Just before dark he cooked his steak over a small fire of pine, never done in his homeland because the meat would taste like pine resin. His dad used to say, “A Saltine is a feast to a starving man,” but the crackers and cheese were nearly impossible because his mouth couldn’t raise enough spittle to effectively chew them. He coughed over and over and a small group of crows that had been hanging around since his arrival scolded him. The tough steak was better because it had some juice and despite the fact that the pine flavor and lack of salt would normally make it intolerable. After this supper and one of the best cigarettes of his life he took his leftovers thirty yards down the slope, returned to his perch, then watched the crows haggle over the food. They were survivors.
Curiously, rather than thinking through the case of the Great Leader, he could think of nothing, not even Diane or his long life. His mind was full of only the grandeur of where he was as if he was trout fishing in the sky. His muddled brain couldn’t begin to compete with the rising three-quarter moon and the immense thunderstorm far to the south.

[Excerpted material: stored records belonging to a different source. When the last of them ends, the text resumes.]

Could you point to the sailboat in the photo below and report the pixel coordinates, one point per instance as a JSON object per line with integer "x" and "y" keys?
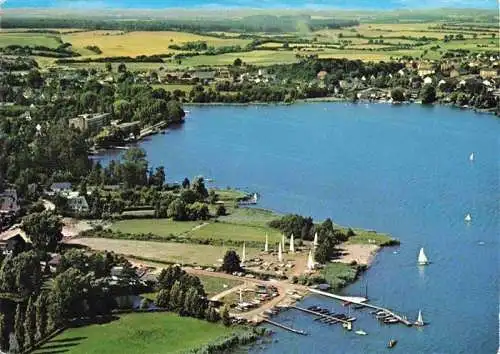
{"x": 422, "y": 258}
{"x": 244, "y": 254}
{"x": 420, "y": 320}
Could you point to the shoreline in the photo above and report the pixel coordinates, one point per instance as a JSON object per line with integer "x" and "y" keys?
{"x": 126, "y": 145}
{"x": 332, "y": 100}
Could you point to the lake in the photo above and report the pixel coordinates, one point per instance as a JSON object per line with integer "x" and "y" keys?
{"x": 404, "y": 170}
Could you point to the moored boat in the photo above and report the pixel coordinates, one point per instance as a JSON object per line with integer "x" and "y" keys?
{"x": 420, "y": 320}
{"x": 422, "y": 258}
{"x": 392, "y": 343}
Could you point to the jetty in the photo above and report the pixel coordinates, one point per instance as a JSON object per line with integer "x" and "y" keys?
{"x": 290, "y": 329}
{"x": 328, "y": 317}
{"x": 361, "y": 301}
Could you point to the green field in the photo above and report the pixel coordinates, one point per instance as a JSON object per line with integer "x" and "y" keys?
{"x": 338, "y": 274}
{"x": 137, "y": 333}
{"x": 160, "y": 227}
{"x": 226, "y": 231}
{"x": 257, "y": 57}
{"x": 28, "y": 39}
{"x": 367, "y": 237}
{"x": 250, "y": 216}
{"x": 213, "y": 285}
{"x": 216, "y": 285}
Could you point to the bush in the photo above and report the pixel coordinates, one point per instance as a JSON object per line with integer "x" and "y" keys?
{"x": 221, "y": 210}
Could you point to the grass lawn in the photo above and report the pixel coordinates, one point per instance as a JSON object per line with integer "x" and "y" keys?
{"x": 367, "y": 237}
{"x": 160, "y": 227}
{"x": 250, "y": 216}
{"x": 216, "y": 285}
{"x": 28, "y": 39}
{"x": 173, "y": 87}
{"x": 138, "y": 333}
{"x": 163, "y": 251}
{"x": 229, "y": 194}
{"x": 226, "y": 231}
{"x": 338, "y": 274}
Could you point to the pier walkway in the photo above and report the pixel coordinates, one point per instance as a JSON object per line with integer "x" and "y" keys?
{"x": 329, "y": 317}
{"x": 361, "y": 301}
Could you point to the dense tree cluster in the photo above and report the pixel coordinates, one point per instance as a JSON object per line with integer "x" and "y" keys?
{"x": 299, "y": 226}
{"x": 183, "y": 293}
{"x": 30, "y": 310}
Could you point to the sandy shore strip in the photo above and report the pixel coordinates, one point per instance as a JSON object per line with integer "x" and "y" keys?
{"x": 361, "y": 253}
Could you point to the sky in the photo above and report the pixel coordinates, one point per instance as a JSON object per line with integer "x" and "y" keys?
{"x": 344, "y": 4}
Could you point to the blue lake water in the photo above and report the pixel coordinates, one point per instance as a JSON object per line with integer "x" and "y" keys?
{"x": 195, "y": 4}
{"x": 398, "y": 169}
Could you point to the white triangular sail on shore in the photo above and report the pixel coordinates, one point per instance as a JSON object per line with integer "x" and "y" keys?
{"x": 422, "y": 258}
{"x": 244, "y": 254}
{"x": 420, "y": 319}
{"x": 310, "y": 261}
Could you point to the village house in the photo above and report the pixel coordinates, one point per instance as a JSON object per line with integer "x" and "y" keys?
{"x": 9, "y": 203}
{"x": 92, "y": 122}
{"x": 205, "y": 77}
{"x": 77, "y": 203}
{"x": 59, "y": 187}
{"x": 488, "y": 73}
{"x": 322, "y": 75}
{"x": 425, "y": 69}
{"x": 454, "y": 73}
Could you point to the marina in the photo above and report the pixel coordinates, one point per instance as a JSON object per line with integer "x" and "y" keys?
{"x": 282, "y": 326}
{"x": 386, "y": 315}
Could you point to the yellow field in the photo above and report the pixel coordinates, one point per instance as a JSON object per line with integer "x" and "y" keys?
{"x": 118, "y": 43}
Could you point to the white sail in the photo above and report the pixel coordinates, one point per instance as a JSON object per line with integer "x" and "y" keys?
{"x": 422, "y": 258}
{"x": 244, "y": 254}
{"x": 310, "y": 261}
{"x": 420, "y": 319}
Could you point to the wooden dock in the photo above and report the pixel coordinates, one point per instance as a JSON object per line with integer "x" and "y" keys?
{"x": 361, "y": 301}
{"x": 290, "y": 329}
{"x": 321, "y": 315}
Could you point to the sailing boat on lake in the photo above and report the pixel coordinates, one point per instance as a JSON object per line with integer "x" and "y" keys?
{"x": 420, "y": 320}
{"x": 422, "y": 258}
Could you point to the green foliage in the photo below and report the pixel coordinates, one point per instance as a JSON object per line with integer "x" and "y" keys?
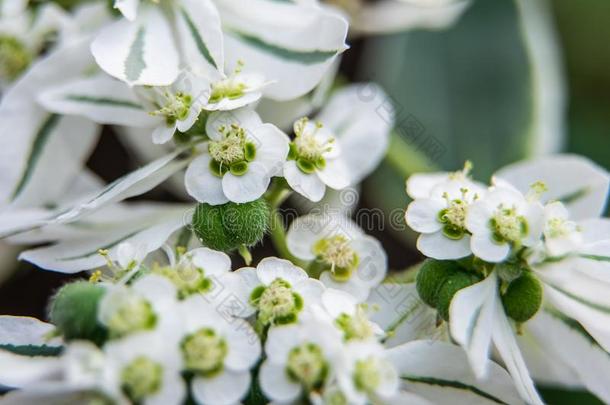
{"x": 523, "y": 298}
{"x": 73, "y": 310}
{"x": 228, "y": 226}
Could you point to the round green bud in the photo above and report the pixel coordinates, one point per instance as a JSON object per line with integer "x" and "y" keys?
{"x": 228, "y": 226}
{"x": 73, "y": 310}
{"x": 452, "y": 285}
{"x": 523, "y": 298}
{"x": 431, "y": 277}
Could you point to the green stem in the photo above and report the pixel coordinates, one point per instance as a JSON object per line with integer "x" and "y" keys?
{"x": 405, "y": 159}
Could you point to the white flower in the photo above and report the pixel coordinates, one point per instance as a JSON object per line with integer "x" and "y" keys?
{"x": 366, "y": 375}
{"x": 502, "y": 220}
{"x": 350, "y": 317}
{"x": 219, "y": 351}
{"x": 346, "y": 258}
{"x": 300, "y": 358}
{"x": 440, "y": 215}
{"x": 145, "y": 305}
{"x": 315, "y": 161}
{"x": 146, "y": 368}
{"x": 278, "y": 291}
{"x": 242, "y": 156}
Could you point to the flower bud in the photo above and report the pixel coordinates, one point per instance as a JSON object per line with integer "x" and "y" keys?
{"x": 452, "y": 285}
{"x": 431, "y": 277}
{"x": 523, "y": 298}
{"x": 228, "y": 226}
{"x": 73, "y": 310}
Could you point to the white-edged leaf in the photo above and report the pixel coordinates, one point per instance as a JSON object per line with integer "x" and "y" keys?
{"x": 284, "y": 41}
{"x": 201, "y": 35}
{"x": 471, "y": 313}
{"x": 130, "y": 185}
{"x": 80, "y": 253}
{"x": 564, "y": 340}
{"x": 25, "y": 331}
{"x": 397, "y": 309}
{"x": 100, "y": 98}
{"x": 506, "y": 344}
{"x": 28, "y": 133}
{"x": 142, "y": 51}
{"x": 439, "y": 372}
{"x": 574, "y": 180}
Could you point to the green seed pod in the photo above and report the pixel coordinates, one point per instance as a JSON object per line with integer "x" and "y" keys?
{"x": 432, "y": 276}
{"x": 73, "y": 311}
{"x": 523, "y": 298}
{"x": 452, "y": 285}
{"x": 227, "y": 227}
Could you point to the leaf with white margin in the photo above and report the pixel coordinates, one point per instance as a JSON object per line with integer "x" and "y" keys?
{"x": 471, "y": 321}
{"x": 141, "y": 52}
{"x": 576, "y": 181}
{"x": 82, "y": 253}
{"x": 28, "y": 132}
{"x": 436, "y": 371}
{"x": 100, "y": 98}
{"x": 398, "y": 310}
{"x": 506, "y": 344}
{"x": 563, "y": 339}
{"x": 201, "y": 34}
{"x": 132, "y": 184}
{"x": 361, "y": 116}
{"x": 394, "y": 16}
{"x": 283, "y": 41}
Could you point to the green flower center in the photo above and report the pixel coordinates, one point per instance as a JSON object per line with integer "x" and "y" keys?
{"x": 307, "y": 149}
{"x": 367, "y": 376}
{"x": 133, "y": 314}
{"x": 141, "y": 378}
{"x": 204, "y": 352}
{"x": 508, "y": 226}
{"x": 277, "y": 303}
{"x": 14, "y": 58}
{"x": 356, "y": 327}
{"x": 336, "y": 252}
{"x": 176, "y": 108}
{"x": 231, "y": 153}
{"x": 306, "y": 365}
{"x": 188, "y": 279}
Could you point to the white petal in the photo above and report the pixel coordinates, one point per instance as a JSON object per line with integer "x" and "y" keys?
{"x": 422, "y": 215}
{"x": 272, "y": 268}
{"x": 485, "y": 248}
{"x": 139, "y": 52}
{"x": 308, "y": 185}
{"x": 471, "y": 313}
{"x": 226, "y": 388}
{"x": 247, "y": 187}
{"x": 275, "y": 383}
{"x": 335, "y": 174}
{"x": 438, "y": 246}
{"x": 201, "y": 184}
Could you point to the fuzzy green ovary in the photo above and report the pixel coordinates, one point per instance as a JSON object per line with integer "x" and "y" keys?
{"x": 228, "y": 88}
{"x": 337, "y": 253}
{"x": 277, "y": 303}
{"x": 356, "y": 327}
{"x": 233, "y": 152}
{"x": 134, "y": 315}
{"x": 367, "y": 376}
{"x": 188, "y": 280}
{"x": 508, "y": 226}
{"x": 141, "y": 378}
{"x": 306, "y": 365}
{"x": 176, "y": 108}
{"x": 14, "y": 58}
{"x": 204, "y": 352}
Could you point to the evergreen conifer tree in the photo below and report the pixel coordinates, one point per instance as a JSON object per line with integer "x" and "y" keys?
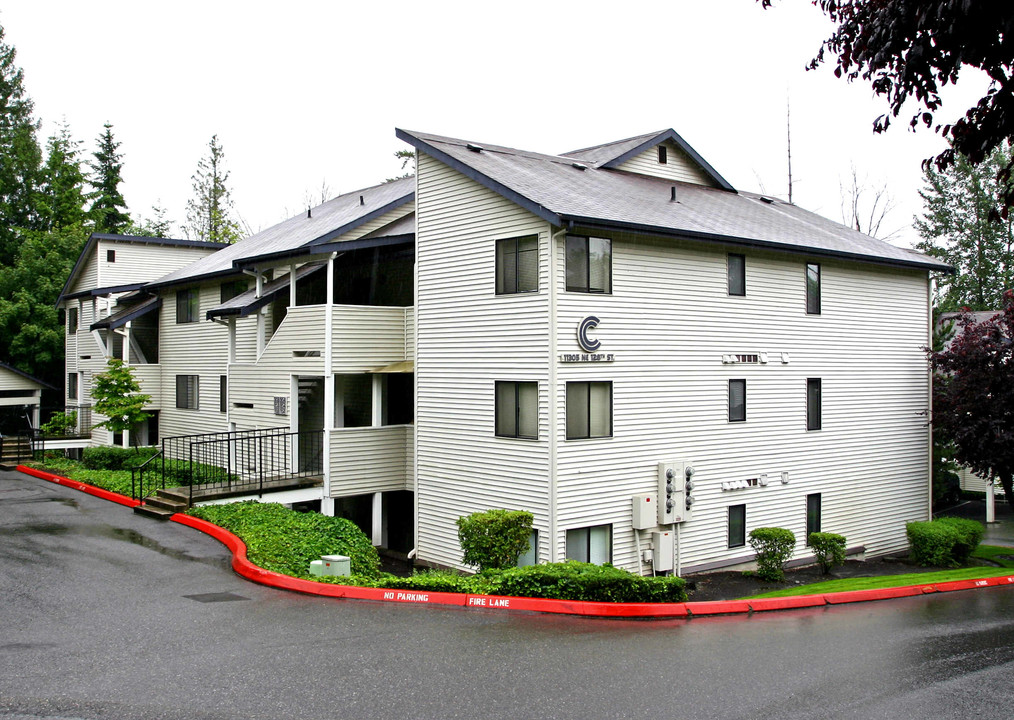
{"x": 19, "y": 156}
{"x": 209, "y": 212}
{"x": 107, "y": 207}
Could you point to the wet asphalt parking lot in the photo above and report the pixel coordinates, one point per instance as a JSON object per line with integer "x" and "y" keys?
{"x": 107, "y": 615}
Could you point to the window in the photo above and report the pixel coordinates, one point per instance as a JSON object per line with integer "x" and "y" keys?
{"x": 230, "y": 289}
{"x": 589, "y": 264}
{"x": 517, "y": 410}
{"x": 737, "y": 401}
{"x": 812, "y": 403}
{"x": 187, "y": 391}
{"x": 812, "y": 289}
{"x": 590, "y": 545}
{"x": 812, "y": 515}
{"x": 737, "y": 274}
{"x": 187, "y": 305}
{"x": 517, "y": 265}
{"x": 530, "y": 556}
{"x": 737, "y": 525}
{"x": 589, "y": 410}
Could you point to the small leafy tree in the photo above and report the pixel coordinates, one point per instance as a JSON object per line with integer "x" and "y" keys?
{"x": 118, "y": 397}
{"x": 495, "y": 538}
{"x": 973, "y": 394}
{"x": 774, "y": 546}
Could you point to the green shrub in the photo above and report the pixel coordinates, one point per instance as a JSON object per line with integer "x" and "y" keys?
{"x": 773, "y": 547}
{"x": 970, "y": 534}
{"x": 933, "y": 543}
{"x": 60, "y": 423}
{"x": 495, "y": 538}
{"x": 286, "y": 542}
{"x": 828, "y": 548}
{"x": 583, "y": 581}
{"x": 113, "y": 457}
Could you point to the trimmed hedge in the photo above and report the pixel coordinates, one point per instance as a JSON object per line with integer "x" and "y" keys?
{"x": 773, "y": 546}
{"x": 114, "y": 457}
{"x": 947, "y": 542}
{"x": 286, "y": 542}
{"x": 495, "y": 538}
{"x": 582, "y": 581}
{"x": 828, "y": 548}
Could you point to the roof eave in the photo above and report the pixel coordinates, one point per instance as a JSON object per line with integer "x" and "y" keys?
{"x": 484, "y": 180}
{"x": 683, "y": 145}
{"x": 596, "y": 223}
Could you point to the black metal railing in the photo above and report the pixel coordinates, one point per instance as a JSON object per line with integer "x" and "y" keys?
{"x": 242, "y": 460}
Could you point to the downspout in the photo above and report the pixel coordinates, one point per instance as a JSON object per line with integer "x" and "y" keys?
{"x": 554, "y": 392}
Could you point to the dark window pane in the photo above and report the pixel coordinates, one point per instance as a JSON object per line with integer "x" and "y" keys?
{"x": 813, "y": 404}
{"x": 812, "y": 288}
{"x": 737, "y": 401}
{"x": 737, "y": 275}
{"x": 737, "y": 525}
{"x": 812, "y": 515}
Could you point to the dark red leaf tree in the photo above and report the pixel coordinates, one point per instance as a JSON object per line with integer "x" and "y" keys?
{"x": 909, "y": 50}
{"x": 973, "y": 394}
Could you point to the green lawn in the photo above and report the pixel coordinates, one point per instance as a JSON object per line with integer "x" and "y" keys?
{"x": 880, "y": 582}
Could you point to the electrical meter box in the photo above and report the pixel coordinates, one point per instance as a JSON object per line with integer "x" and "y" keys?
{"x": 643, "y": 509}
{"x": 336, "y": 565}
{"x": 663, "y": 551}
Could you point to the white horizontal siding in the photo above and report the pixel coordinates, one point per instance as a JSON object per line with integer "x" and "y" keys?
{"x": 670, "y": 319}
{"x": 467, "y": 339}
{"x": 678, "y": 166}
{"x": 192, "y": 349}
{"x": 374, "y": 459}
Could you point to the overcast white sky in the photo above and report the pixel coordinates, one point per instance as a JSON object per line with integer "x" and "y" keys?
{"x": 308, "y": 92}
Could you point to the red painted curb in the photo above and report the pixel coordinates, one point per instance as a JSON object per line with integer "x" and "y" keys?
{"x": 83, "y": 487}
{"x": 248, "y": 570}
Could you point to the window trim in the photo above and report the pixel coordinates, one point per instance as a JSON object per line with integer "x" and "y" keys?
{"x": 589, "y": 436}
{"x": 500, "y": 432}
{"x": 812, "y": 289}
{"x": 741, "y": 274}
{"x": 587, "y": 549}
{"x": 737, "y": 419}
{"x": 500, "y": 280}
{"x": 189, "y": 387}
{"x": 586, "y": 287}
{"x": 814, "y": 394}
{"x": 189, "y": 299}
{"x": 809, "y": 527}
{"x": 740, "y": 507}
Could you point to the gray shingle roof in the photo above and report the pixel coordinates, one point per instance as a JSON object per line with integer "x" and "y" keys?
{"x": 327, "y": 222}
{"x": 563, "y": 195}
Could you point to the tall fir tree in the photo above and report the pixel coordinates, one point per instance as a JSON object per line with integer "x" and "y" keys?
{"x": 62, "y": 195}
{"x": 958, "y": 227}
{"x": 209, "y": 212}
{"x": 20, "y": 156}
{"x": 109, "y": 210}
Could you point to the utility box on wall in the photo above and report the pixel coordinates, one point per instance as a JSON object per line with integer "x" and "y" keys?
{"x": 663, "y": 551}
{"x": 643, "y": 512}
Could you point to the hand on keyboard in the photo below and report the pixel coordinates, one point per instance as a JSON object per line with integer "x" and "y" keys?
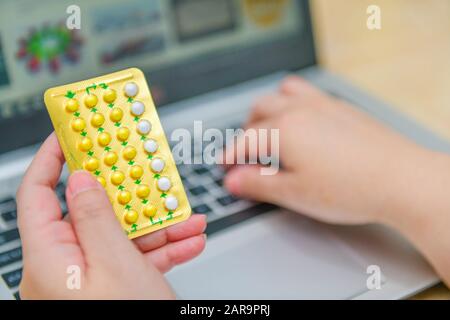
{"x": 91, "y": 241}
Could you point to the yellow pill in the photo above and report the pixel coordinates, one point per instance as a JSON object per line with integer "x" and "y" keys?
{"x": 129, "y": 153}
{"x": 72, "y": 105}
{"x": 110, "y": 158}
{"x": 136, "y": 172}
{"x": 109, "y": 95}
{"x": 90, "y": 101}
{"x": 131, "y": 216}
{"x": 102, "y": 181}
{"x": 116, "y": 115}
{"x": 97, "y": 120}
{"x": 85, "y": 144}
{"x": 123, "y": 134}
{"x": 104, "y": 139}
{"x": 143, "y": 191}
{"x": 78, "y": 124}
{"x": 91, "y": 164}
{"x": 149, "y": 211}
{"x": 124, "y": 197}
{"x": 117, "y": 178}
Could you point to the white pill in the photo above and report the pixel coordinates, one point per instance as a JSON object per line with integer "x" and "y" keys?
{"x": 164, "y": 184}
{"x": 171, "y": 203}
{"x": 137, "y": 108}
{"x": 131, "y": 89}
{"x": 144, "y": 127}
{"x": 158, "y": 165}
{"x": 150, "y": 146}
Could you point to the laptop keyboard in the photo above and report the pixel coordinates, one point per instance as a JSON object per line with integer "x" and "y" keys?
{"x": 203, "y": 185}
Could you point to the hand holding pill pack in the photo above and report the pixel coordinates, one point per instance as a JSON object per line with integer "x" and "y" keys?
{"x": 109, "y": 127}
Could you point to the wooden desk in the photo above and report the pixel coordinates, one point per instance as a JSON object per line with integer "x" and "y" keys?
{"x": 406, "y": 63}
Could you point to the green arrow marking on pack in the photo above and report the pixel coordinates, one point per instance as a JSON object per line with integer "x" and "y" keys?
{"x": 155, "y": 222}
{"x": 70, "y": 94}
{"x": 93, "y": 86}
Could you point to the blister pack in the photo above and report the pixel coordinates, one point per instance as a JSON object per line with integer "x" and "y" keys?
{"x": 109, "y": 126}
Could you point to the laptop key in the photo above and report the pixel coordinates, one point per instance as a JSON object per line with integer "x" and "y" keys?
{"x": 227, "y": 200}
{"x": 8, "y": 236}
{"x": 10, "y": 256}
{"x": 8, "y": 201}
{"x": 9, "y": 216}
{"x": 13, "y": 278}
{"x": 202, "y": 208}
{"x": 198, "y": 190}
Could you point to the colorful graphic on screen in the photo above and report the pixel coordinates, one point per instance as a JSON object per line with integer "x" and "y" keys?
{"x": 50, "y": 46}
{"x": 4, "y": 78}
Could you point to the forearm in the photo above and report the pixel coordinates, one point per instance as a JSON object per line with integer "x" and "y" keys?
{"x": 420, "y": 206}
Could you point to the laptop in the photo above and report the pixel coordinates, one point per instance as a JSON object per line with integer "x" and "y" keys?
{"x": 205, "y": 60}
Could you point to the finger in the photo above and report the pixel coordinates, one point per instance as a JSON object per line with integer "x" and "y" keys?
{"x": 37, "y": 203}
{"x": 266, "y": 107}
{"x": 166, "y": 257}
{"x": 194, "y": 226}
{"x": 248, "y": 182}
{"x": 98, "y": 231}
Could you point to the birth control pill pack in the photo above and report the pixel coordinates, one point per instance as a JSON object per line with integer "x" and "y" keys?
{"x": 109, "y": 126}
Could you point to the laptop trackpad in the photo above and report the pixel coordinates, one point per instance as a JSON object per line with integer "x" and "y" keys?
{"x": 275, "y": 256}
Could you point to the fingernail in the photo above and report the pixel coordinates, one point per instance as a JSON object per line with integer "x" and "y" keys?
{"x": 81, "y": 181}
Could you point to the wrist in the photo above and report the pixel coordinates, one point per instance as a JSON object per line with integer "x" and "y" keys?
{"x": 419, "y": 185}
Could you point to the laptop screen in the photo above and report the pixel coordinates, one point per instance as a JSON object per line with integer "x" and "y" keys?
{"x": 185, "y": 47}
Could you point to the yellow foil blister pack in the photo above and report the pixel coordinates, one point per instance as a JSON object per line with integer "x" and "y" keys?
{"x": 109, "y": 126}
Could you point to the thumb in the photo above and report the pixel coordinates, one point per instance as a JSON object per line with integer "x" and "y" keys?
{"x": 97, "y": 229}
{"x": 248, "y": 182}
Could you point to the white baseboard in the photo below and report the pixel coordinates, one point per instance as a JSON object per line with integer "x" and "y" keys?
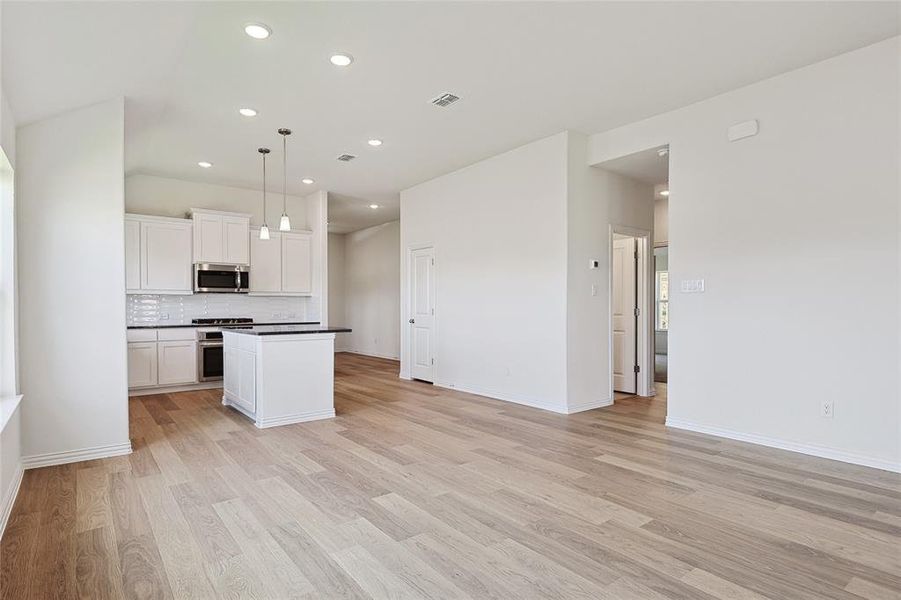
{"x": 372, "y": 354}
{"x": 471, "y": 389}
{"x": 590, "y": 405}
{"x": 60, "y": 458}
{"x": 206, "y": 385}
{"x": 9, "y": 497}
{"x": 315, "y": 415}
{"x": 809, "y": 449}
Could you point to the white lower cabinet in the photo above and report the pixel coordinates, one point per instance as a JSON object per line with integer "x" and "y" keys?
{"x": 239, "y": 381}
{"x": 142, "y": 364}
{"x": 161, "y": 357}
{"x": 177, "y": 362}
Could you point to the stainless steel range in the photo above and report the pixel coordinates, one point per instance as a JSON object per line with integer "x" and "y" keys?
{"x": 209, "y": 345}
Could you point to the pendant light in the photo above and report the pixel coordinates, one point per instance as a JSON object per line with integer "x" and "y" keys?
{"x": 284, "y": 223}
{"x": 264, "y": 230}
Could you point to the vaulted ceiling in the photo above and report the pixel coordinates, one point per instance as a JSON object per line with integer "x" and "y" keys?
{"x": 523, "y": 71}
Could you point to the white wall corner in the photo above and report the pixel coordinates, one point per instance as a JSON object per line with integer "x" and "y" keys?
{"x": 9, "y": 497}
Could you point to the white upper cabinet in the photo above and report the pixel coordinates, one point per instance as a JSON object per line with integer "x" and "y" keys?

He tried to fall asleep too early without success and felt he’d pay a thousand bucks for a few aspirin. He got up and walked in circles and tried to stretch out his lumpy muscles. He kept being revisited by the image of time going out the door but never back in. Where did this come from, this huge wooden door? The image arrived because it was true. It wasn’t an abstraction. The neurons made a painting of his anguish. It was the nursery rhyme where all of the king’s horses and all of the king’s men couldn’t put their marriage back together again. Diane’s face was a dozen miles south near the actual storm and the upcoming storm of her new husband’s death. Twenty years before they were visiting her parents near Ludington and went for dinner and dancing at a restaurant on the shores of Lake Michigan. They danced at least an hour to a rather schmaltzy Glenn Miller orchestra but loved it. Diane wouldn’t make love in her parents’ home so they stopped at a motel when they left the restaurant. It was a sublime night and the memory of it made him think his head would burst with tears. It was he who caused their marriage to stop dancing. Now his only fallback position with Diane and Mona was to become a perfect gentleman. After a single beer crazy Uncle Albert would walk in tight circles moaning and after a bender had to be confined in the VA for the last three years of his moaning life. When he was growing up everyone local remarked on Sunderson’s father’s good manners, now called for in his son’s life.